The GOP presidential candidate apparently believes that the self-interest of individual Americans in low gasoline prices overrides any "sentimental" concern for clean air or global warming. Republican proposals to cut taxes, end Medicare and privatize Social Security are based on the assumption that Americans value money in their private pockets more than they care about their neighbors.

Another favorite conclusion of the self-interest model is that gun ownership and carrying a weapon assures a peaceful society. It assumes that any perfectly rational person knows that any other person may have a gun and might intend to shoot someone, and therefore the only way to prevent gun violence is for everyone to carry a gun.

The corrosive aspect of this is the internalization of the assumption that the other guy intends to shoot me, can't be trusted not to shoot me, unless I can shoot him back. It is total denial of one our most basic social traits, trust in one another.

An interesting variant of Sugarscape was a landscape of mixed red and blue agents with preferences about whether their neighbors should be of their same color, and the ability to migrate freely to maximize their comfort. When 25% of the agents "preferred" having neighbors of their own color, the screen quickly segregated into two large blobs, red and blue, with only a few stragglers: racism.

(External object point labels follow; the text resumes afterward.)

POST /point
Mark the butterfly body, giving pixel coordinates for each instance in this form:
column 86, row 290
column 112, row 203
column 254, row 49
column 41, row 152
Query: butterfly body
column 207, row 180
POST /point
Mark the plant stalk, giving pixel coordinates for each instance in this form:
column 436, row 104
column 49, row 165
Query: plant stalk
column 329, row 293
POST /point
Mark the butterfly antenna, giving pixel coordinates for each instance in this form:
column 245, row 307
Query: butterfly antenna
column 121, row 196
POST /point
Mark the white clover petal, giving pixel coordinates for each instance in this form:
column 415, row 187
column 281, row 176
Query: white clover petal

And that racism, combined with assumptions about guns have brought us the Trayvon Martin tragedy.

Between the Procrustean bed of a rigid, narrow theory that all societies and economies arise from selfish calculated individual choices, and the imaginary societies of dots on a computer screen is a real world of real people - wonderfully complex creatures of process, capable of love, trust, compassion, grief, jokes, friendship, loyalty, justice, invention, and imagination, as well as anger, fear, hatred, distrust, selfishness, dishonesty, disdain and greed.

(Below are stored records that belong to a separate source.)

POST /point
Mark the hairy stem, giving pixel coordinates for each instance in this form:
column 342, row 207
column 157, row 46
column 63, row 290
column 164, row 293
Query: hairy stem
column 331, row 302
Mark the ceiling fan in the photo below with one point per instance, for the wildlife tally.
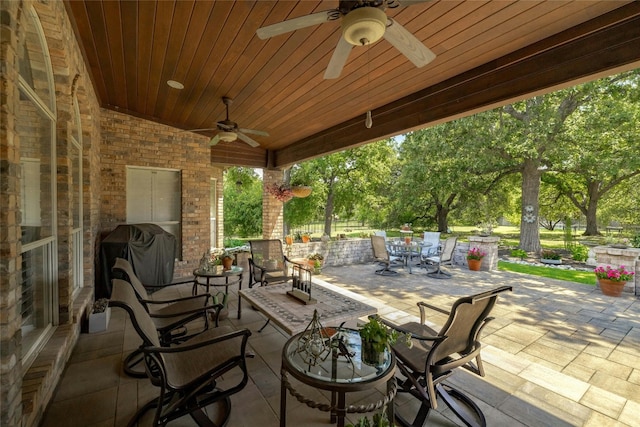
(229, 131)
(363, 22)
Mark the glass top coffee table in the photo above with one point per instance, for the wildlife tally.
(338, 369)
(231, 276)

Are we capable of dealing with the spread of fear, distrust and gun violence when politicians appeal to our worst attributes, and money controls our political processes?

If 25% of us believe that building the XL pipeline or drilling for domestic oil will lower our gas prices at the pump, will we elect Mitt Romney?

Will real human values prevail, or is it already too late?

This column appears in the Kent- Ravenna Record-Courier Sunday April 22, 2012.